Finding the Doorbell



The funny side of sex

Comedian Cindy Pierce finds humor in sexual insecurities and misunderstandings Tuesday night in Vail

By Charlie Owen

Vail Daily

In between cleaning toilets and balancing the family checkbook, Cindy Pierce found time to make a successful stand-up comedy routine based on her sexual experiences.

"When you don't drink or do drugs in college it brings up your chances of staying a virgin about ... 100 percent," Pierce joked about her clean-living lifestyle during one of her shows.

She also co-authored a book with her friend, Edie Thys Morgan, about sexuality in America. So what is a wife, sister, mother and all around sensible New England woman doing writing a humorous book about sex? What could she possibly know about the subject that we don't?

Nothing, but she's willing to talk about it honestly when most of us are scared too.

Now she is taking her one-woman show on the road with a stop in Vail.

"When I do the show, people in the audience have experienced a lot of what I say it's just that they've either blocked it out or they don't tell anyone or they feel ashamed," Pierce said.

What exactly does Pierce talk about during her show that could draw such reactions?

Adventures in birth control, sex after babies, not getting enough, getting too much — Pierce revels in her ability to be honest about sexual topics that most cringe at.

Getting those people to laugh and be honest with themselves and their partners is what keeps Pierce going.

Personal punchlines

To prove she's more than willing to poke fun at herself, Pierce's routine and book are both called "Finding the Doorbell" — a reference to discovering her clitoris (which happened by mistake in a college library bathroom stall).

But more than anything, Pierce wants to keep it honest.

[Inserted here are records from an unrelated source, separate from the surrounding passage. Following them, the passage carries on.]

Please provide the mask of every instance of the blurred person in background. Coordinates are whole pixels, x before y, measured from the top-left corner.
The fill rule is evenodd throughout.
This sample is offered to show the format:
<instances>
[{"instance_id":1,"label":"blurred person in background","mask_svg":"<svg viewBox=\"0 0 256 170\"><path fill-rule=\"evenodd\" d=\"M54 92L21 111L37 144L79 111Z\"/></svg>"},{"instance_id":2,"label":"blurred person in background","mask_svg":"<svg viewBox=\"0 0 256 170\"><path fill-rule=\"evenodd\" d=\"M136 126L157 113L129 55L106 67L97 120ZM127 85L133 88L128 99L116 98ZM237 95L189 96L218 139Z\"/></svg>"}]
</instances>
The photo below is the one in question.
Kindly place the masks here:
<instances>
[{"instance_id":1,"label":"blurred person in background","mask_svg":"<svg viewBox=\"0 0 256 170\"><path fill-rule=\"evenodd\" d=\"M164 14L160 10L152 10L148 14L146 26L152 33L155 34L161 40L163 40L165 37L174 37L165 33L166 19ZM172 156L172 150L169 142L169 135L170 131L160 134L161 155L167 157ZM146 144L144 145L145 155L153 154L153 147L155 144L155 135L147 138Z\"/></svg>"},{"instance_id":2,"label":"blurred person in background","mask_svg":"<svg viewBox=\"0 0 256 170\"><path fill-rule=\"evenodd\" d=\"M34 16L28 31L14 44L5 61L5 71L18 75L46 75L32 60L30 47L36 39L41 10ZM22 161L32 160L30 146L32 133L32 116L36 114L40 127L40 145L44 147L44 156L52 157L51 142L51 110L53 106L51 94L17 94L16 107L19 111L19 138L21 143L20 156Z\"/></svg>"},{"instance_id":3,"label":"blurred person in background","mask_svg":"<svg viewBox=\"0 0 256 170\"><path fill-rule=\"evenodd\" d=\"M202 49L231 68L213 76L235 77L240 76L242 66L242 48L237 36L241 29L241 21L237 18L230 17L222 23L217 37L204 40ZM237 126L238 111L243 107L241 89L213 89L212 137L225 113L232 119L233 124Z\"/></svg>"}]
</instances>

The stories she relates are almost all first-hand accounts from her own marital sex life or anecdotes she's been told from friends and strangers alike. Her mission is to use what she's learned to destroy the taboo label stitched to most sexual conversation.

"The funny thing is, I think there is a lot of very deviant sexual behavior as a result of ... how we're socialized to view sex and I think that's the biggest problem," Pierce said.

Her book is more of an interaction with the American public on sexuality than a story of her life. It contains stories from people surveyed on a number of sexual topics and everyone from college football players to housewives contributed their thoughts and encounters to the project.

'Not the average person'

Edie Thys Morgan, a long time friend of Pierce, co-wrote the book and helped Pierce develop her stage act. The opposite of Pierce's unabashed sexual openness, Morgan is shy and conservative. Nevertheless, she dived headfirst into the chance to work on material that promotes such positive and illuminated sexual understanding.

"With the book what we tried to do is have my voice in there as someone the average person could relate to more, because (Pierce) is so funny, but she's not the average person," said Morgan, who will be signing books at Pierce's show.

All Pierce and Morgan want is for people to lighten up about sex and laugh a little bit.

Relationships and sex are never perfect, but taking ourselves so seriously isn't going to help.

"We're all about, like, sustainable sex, and instead of having this negative view my feeling is if you work at it, you can keep it going. But communication is the only option and it's not what you're taught as you grow up and it doesn't come naturally," Pierce said.